Wearing the face mask as she raged in the hotel room, was Lewis’s suggestion.
“That’s the magic of our environment. If I came to someone else and said, ‘I want to be wearing a white face mask, you cool with that?’ That might have been a problem. People aren’t necessarily adventurous. But they went for it because I did want a sense of opera and then what finished the tale was the perfect synergy with the camera man, because it was a dance of him following me and we had a blueprint and then we followed that blueprint.”
While she had worked out a dance with the camera man, Lewis also had a natural chemistry with Christina Ricci (Misty).
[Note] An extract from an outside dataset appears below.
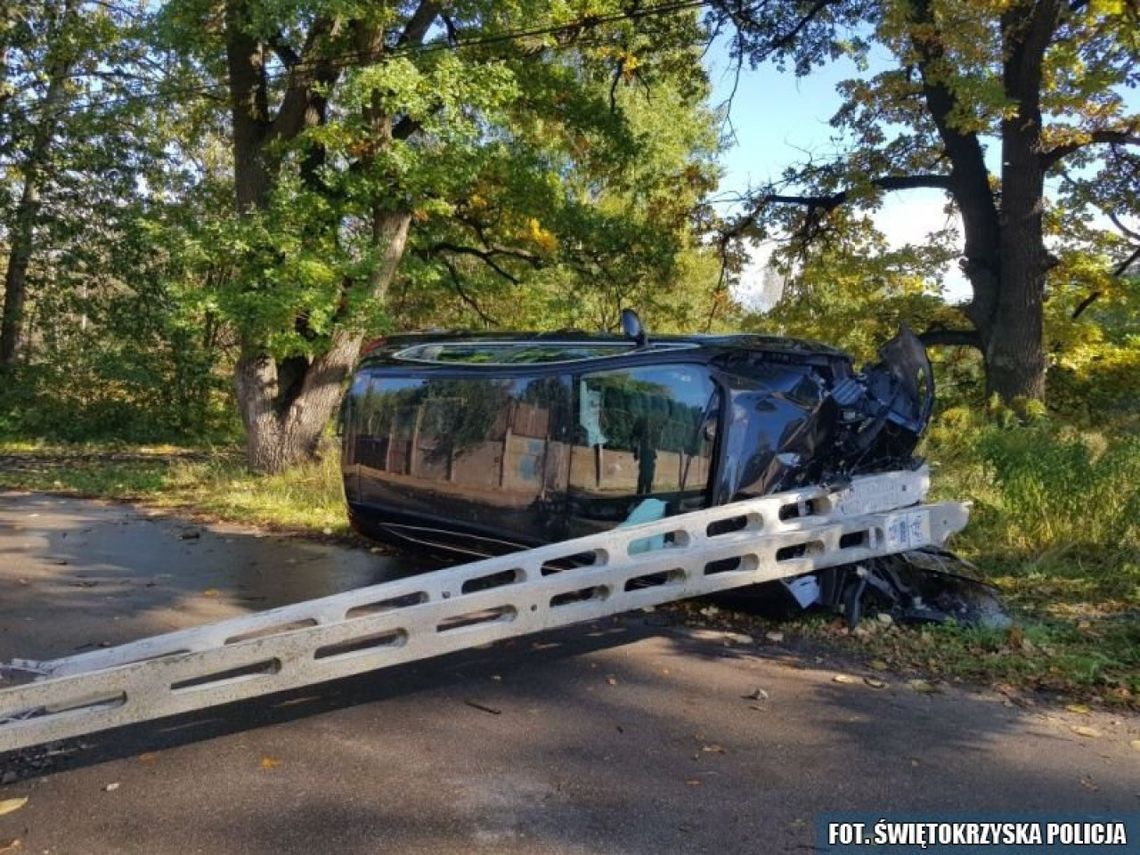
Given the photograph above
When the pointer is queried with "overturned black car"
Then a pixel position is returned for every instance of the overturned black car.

In fact, she couldn’t figure out how they hadn’t worked together sooner.
“I had an odd, deep affection for her in a sisterly way because I’d seen her and admired how she’s carved her own path and stayed true to her individuality and that can be hard and not a lot of people can do it. I have such a deep admiration and respect for her—not to mention, we have fun. We enjoy each other’s company.”
In the season finale, we last see Nat sitting on her hotel bed with a shotgun to her neck. She’s about to pull the trigger, when a group of kidnappers bounds through the door and drags her out.
“I think she would have done it, 100%, and they stopped her and that is going to be an amazing shift into the second season, just for me as an actor. When I was talking to the show creators, we both referenced the same documentary, and it wasn’t a current documentary, but when we were talking about where she is mentally the next time we see her, I thought that was really exciting. We had a synergy creatively.”
Yellowjackets Season 1 is available on Showtime.